Yes, we update the weights using their individual loss separately. For the second problem, please provide some details.

dishavarshney082 commented 4 years ago

When computing the gradients using loss.backward() for the second decoder, gradients of the encoder should also change ?

I tried printing the gradients of some of the encoder parameters but the gradients did not change.

            print('first_decoder')
            batch_stats1 = self.train_loss.sharded_compute_loss(
                batch, first_outputs, first_attns, j,
                trunc_size, self.shard_size, normalization)

            for name, param in self.model.named_parameters():
                if 'encoder.htransformer.layer_norm.weight' in name:
                    print(param.grad)

            print('second_decoder')

            batch_stats2 = self.train_loss.sharded_compute_loss(
                batch, second_outputs, second_attns, j,
                trunc_size, self.shard_size, normalization)

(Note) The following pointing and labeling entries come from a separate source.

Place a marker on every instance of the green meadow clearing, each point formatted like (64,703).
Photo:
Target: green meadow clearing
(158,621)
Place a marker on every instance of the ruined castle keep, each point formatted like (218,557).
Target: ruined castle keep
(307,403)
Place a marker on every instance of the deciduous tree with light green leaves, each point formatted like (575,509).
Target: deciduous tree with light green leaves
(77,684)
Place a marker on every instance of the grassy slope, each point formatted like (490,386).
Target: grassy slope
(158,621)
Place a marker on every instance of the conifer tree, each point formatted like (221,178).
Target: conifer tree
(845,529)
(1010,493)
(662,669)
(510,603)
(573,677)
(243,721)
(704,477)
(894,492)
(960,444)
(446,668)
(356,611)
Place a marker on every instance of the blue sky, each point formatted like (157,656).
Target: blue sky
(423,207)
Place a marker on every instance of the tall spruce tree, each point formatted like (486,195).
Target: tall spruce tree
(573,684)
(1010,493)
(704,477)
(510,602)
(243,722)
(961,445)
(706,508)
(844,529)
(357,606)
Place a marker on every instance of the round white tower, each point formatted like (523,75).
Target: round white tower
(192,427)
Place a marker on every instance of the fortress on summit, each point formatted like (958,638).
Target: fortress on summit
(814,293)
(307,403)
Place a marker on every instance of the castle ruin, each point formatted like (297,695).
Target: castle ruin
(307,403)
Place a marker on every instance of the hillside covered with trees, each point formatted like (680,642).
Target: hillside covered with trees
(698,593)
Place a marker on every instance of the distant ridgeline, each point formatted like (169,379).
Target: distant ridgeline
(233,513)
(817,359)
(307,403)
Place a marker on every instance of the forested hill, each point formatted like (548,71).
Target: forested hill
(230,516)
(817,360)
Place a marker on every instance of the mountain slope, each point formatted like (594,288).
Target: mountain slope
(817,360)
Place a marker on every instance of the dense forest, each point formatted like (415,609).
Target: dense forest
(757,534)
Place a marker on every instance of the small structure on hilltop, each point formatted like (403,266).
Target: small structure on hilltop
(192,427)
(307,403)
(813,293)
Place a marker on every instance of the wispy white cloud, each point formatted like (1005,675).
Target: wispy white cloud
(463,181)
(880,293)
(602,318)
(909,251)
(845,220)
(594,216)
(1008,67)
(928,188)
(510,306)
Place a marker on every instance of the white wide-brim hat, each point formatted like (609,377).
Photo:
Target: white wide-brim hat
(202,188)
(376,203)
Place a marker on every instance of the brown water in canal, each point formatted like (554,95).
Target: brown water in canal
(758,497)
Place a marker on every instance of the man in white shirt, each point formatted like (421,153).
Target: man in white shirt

            for name, param in self.model.named_parameters():
                if 'encoder.htransformer.layer_norm.weight' in name:
                    print(param.grad)

In such type of cases how do you ensure proper back propagation?

lizekang commented 4 years ago

The context encoder doesn't change because the second decoder only uses the knowledge representation and the first-pass output representation. There is no grad propagate to the context encoder (encoder.htransformer).

dishavarshney082 commented 4 years ago

Thanks for your response. I understood a lot of things. BTW have you ever used gumbel softmax ?

lizekang commented 4 years ago

No, I haven't used the gumbel softmax. But I think it will work. You can have a try.